Can you work her in hand? Long lines, using side reins (unless she keeps her head where it belongs, which mine do not)? Or, perhaps, try a bitless bridle when you ride? Maybe you could find an endurance saddle that would fit you both? Once you know what size and style is best for you, you could check ebay for a used one, which would cut the cost considerably. If there is no saddle fitter near you, you could consult your vet.
It is never the horse's faultAugust 12, 2015 at 1:57 pm
I rode with a bitless bridle yesterday, I didn’t let her go faster than a trot for half hour and she did very well. But as soon as I let her canter that was all she wanted to do and there was no slowing her down.August 12, 2015 at 2:08 pm
That would, to me, fall under manners. Maybe she needs a refresher course in those. A horse who doesn’t do what you asked is not much fun (I have two of them). Does she longe?
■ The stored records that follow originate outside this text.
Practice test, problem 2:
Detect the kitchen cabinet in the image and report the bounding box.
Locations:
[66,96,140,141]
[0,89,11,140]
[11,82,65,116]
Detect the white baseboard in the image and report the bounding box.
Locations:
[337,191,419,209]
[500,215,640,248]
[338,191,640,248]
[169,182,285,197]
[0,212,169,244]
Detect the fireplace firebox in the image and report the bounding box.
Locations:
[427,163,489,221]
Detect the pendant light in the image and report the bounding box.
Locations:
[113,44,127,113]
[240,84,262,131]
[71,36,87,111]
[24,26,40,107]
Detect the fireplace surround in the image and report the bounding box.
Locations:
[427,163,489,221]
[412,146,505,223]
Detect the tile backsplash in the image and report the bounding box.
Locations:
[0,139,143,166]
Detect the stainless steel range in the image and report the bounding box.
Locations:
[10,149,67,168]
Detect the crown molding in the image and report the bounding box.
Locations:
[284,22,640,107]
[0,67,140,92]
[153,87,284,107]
Maybe you could do that for anywhere from 10 to 20 minutes before riding? Another thing, if you have enough space to do it, would be to make her turn in spirals, or turn in a direction in which she doesn’t want to go? Just be careful there is sufficient space that you and she don’t fall down. How does she carry herself while having all this fun? Collected? Strung out all over the place? Mine get strung out, so we work a LOT on collection, and if they don’t behave well at the walk and trot, we do not canter. They have both learned that if I say “halt”, I mean it, so that has helped. I would suggest that you find someone (a really experienced someone) who is qualified to help you, even if you have to trailer her miles and miles for lessons. Somewhere in the multitude of pages of my post about explaining that a show ring is not a racetrack, G&S gave a very good description of how to stop a horse, using all your muscles. Perhaps that would help you as well. It worked for me.
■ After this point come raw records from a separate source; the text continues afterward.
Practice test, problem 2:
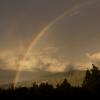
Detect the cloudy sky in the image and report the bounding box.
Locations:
[0,0,100,72]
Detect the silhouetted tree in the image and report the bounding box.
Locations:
[83,64,100,93]
[82,70,91,88]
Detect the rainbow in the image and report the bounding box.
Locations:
[13,0,99,88]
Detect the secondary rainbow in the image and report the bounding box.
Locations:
[13,0,99,88]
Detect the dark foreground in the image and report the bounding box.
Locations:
[0,65,100,100]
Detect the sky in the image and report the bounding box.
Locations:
[0,0,100,72]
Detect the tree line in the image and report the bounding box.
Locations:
[0,64,100,100]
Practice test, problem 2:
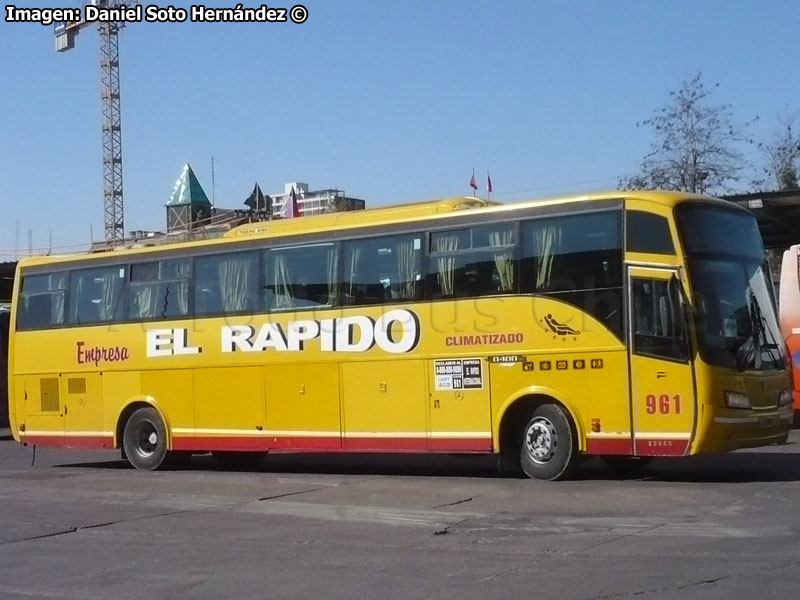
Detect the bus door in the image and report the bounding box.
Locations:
[428,356,492,452]
[20,373,64,446]
[628,267,695,456]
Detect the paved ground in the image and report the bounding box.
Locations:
[0,430,800,600]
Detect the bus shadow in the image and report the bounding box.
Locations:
[55,450,800,483]
[576,451,800,483]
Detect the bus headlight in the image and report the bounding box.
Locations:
[778,388,794,406]
[725,390,753,408]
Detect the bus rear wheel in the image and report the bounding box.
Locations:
[122,407,167,471]
[520,404,577,481]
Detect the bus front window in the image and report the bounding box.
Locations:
[678,205,785,371]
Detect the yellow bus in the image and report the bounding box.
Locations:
[9,192,792,479]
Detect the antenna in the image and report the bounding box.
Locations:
[55,0,137,246]
[211,156,217,206]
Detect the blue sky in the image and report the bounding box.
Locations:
[0,0,800,260]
It is never the horse's faultAugust 27, 2015 at 7:34 pmcarrie_dobrinTopics Started: 0Replies Posted: 19
Norwegian Fjords definitely take some firm handling. They can be very headstrong. My riding instructor/trainer had me on one over the winter, as my usual lesson horse (until my mare foaled and the foal was weaned) becomes a complete mental case in the winter. He was headstrong until he got settled into proper riding (he is usually a theraputic riding horse) with me and my dressage trainer. He still had his moments of pig-headedness, but after a few weeks, he started responding to the leg and seat well. Find someone who has experience with the Fjords if you can. They are definitely not like most other horses.August 27, 2015 at 8:36 pmecdTopics Started: 0Replies Posted: 3
Joe-Joe, just to clarify, an ‘o-ring dogbone snaffle’ is the Western equivalent of an English loose ring French link snaffle. My brief Western stint taught me that if you look carefully at the French link itself, it somewhat resembles the shape of a ‘dog bone.’August 27, 2015 at 8:49 pm
Thanks! Sometimes my eyes just aren’t up to much computer searching. Unless it is my tired brain.
My mare is now afraid of eggs.
It is never the horse's faultAugust 27, 2015 at 8:52 pmecdTopics Started: 0Replies Posted: 3
I totally understand! Especially after long days at the barn (why ride when you can rehab instead?!)